There is no one-to-one relationship, though it seems like there should be. Like geologists searching for the key to unlocking earthquake prediction, and coming up still short of it, we, too, are left with an imperfect understanding of how complex and hidden processes play out. You would think that $800 billion in repo fails in mid-December (along with a blowout in the global negative swap basis, particularly the euro cross) would right then and there destroy the stock market and totally reverse the dollar.

That’s not how these things work. They are processes where the interplay between the various parts we will never completely understand. All we can do is, like earthquake forecasters, take note of the precursory events and appreciate what they are telling us.

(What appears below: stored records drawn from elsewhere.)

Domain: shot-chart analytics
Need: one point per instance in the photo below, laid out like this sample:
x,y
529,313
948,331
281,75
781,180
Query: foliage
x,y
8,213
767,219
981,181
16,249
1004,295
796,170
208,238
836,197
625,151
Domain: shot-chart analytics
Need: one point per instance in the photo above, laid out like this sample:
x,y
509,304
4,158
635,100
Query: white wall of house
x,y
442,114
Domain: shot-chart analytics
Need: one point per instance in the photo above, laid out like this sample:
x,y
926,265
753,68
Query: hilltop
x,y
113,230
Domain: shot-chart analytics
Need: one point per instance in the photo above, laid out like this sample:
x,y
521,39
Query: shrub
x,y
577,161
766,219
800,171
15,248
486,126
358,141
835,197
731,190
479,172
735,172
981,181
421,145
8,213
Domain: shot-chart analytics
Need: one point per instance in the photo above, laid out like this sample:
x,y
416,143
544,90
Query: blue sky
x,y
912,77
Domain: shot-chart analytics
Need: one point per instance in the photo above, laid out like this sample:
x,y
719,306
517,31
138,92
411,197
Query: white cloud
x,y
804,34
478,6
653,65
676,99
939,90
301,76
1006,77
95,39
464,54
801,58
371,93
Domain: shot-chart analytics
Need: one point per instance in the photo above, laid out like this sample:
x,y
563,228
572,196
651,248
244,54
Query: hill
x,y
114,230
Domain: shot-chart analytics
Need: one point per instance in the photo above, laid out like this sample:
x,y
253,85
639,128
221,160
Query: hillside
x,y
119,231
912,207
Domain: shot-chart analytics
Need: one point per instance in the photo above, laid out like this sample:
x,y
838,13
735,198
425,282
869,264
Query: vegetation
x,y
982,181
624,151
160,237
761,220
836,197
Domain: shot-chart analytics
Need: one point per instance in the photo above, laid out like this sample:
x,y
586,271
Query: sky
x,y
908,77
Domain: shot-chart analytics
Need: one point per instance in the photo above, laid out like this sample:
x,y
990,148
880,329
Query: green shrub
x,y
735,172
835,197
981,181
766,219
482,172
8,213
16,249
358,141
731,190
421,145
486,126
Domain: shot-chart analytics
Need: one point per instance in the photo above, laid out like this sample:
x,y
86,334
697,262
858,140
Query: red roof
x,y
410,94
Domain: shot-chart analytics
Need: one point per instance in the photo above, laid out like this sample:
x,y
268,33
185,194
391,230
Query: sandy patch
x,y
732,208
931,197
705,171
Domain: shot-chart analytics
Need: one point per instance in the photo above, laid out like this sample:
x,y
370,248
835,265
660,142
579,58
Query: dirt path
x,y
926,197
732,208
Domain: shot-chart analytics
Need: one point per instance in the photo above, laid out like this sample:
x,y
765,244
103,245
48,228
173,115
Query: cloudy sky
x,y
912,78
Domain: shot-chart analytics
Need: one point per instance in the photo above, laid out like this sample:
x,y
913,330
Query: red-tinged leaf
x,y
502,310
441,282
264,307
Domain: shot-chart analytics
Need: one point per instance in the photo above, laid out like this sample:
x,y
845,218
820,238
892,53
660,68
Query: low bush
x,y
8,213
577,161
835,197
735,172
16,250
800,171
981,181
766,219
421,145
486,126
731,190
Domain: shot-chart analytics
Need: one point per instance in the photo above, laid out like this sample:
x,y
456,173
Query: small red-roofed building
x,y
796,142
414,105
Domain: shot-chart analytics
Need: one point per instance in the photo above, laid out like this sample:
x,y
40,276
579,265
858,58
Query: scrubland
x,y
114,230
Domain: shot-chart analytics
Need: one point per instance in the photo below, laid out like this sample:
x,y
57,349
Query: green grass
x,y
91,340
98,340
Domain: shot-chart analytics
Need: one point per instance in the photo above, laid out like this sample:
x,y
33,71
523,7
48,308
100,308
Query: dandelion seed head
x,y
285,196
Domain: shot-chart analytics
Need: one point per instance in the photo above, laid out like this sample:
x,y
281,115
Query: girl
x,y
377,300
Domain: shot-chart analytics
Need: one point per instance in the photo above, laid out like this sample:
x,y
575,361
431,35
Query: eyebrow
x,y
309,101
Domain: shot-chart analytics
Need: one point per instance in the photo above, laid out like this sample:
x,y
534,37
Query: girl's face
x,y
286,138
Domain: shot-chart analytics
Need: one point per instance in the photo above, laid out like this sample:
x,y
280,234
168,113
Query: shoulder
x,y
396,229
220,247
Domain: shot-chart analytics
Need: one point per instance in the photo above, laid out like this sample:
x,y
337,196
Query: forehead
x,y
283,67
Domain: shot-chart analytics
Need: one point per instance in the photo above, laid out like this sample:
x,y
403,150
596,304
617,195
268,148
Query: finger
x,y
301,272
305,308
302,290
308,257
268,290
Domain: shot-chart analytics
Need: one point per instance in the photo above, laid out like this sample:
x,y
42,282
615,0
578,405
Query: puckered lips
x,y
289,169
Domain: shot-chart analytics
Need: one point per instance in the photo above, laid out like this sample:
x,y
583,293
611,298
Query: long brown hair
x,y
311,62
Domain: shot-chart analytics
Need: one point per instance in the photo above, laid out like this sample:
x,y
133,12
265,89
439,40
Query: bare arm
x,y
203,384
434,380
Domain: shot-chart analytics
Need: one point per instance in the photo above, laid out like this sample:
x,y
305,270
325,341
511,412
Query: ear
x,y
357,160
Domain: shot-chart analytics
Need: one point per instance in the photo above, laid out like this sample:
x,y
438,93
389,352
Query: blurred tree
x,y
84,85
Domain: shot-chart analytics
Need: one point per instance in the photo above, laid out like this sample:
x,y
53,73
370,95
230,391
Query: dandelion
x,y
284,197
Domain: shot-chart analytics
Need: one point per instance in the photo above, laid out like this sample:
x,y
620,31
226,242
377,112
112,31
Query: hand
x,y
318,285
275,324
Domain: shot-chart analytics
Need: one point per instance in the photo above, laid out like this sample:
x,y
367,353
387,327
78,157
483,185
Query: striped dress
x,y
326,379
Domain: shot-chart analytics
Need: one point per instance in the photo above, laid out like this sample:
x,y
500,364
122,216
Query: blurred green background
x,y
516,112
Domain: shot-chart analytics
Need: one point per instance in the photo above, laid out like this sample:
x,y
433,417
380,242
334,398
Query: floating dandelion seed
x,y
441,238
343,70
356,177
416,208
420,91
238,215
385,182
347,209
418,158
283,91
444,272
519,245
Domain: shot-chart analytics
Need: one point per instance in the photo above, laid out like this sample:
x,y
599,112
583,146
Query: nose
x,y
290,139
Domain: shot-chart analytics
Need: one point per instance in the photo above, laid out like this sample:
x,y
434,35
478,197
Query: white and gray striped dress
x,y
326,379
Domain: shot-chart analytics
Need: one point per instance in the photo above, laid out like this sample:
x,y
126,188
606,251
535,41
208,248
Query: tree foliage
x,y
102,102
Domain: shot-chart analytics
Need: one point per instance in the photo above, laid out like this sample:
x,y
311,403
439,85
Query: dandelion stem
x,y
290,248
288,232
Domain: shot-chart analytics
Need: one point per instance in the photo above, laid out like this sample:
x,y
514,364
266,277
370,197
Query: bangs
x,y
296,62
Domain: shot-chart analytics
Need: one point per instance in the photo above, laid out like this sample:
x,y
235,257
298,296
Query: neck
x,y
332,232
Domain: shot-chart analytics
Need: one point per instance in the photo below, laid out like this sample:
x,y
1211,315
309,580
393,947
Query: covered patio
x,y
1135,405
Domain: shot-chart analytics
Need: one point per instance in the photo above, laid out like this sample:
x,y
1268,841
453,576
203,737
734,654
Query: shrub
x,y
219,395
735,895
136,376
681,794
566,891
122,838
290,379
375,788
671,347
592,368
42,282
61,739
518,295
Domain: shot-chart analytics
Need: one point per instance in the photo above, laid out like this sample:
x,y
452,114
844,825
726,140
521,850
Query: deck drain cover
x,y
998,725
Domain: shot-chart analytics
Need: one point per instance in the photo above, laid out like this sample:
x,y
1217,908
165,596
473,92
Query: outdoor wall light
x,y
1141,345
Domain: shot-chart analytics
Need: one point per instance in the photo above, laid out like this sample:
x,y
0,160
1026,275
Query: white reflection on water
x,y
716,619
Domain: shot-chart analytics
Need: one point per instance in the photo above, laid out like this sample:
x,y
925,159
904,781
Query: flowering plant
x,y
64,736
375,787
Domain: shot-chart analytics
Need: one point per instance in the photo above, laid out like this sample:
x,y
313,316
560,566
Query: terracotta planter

To be clear, this doesn’t mean that another 2008 is forming right beneath our metaphorical feet. Like late 2014, that didn’t really happen, either, though for the overseas pieces of the eurodollar system by early 2016 it sure felt that way (especially in economic terms). That’s ultimately what should be our focus, the non-specific idea that not everything is well out there in the shadows no matter how much “reflation” is stuffed into rhetoric and the occasional market price.

After all, what did stocks do starting the day after October 15, 2014, and then for the next five months?

The repo market calmed down and the S&P went on to hit record highs all throughout the spring of 2015 – while illiquidity built up underneath, showing up as often entirely overseas tremors. There was much more volatility to the trend post-October 15, but it was still rising nonetheless.

Again, these things are processes and they take time to play out. We are left to believe that downsides are all short-term events. In the 21st century, they aren’t that way at all. If there is a long precursory phase, they have all tended to be very long.

While they do take their time, things can look so good in general, normal even. But we still have to remember that these markets and the whole global economy are all living right over top the biggest monetary faultline, the eurodollar system, there is. No matter what the Fed says, what it always says, it hasn’t been quiet.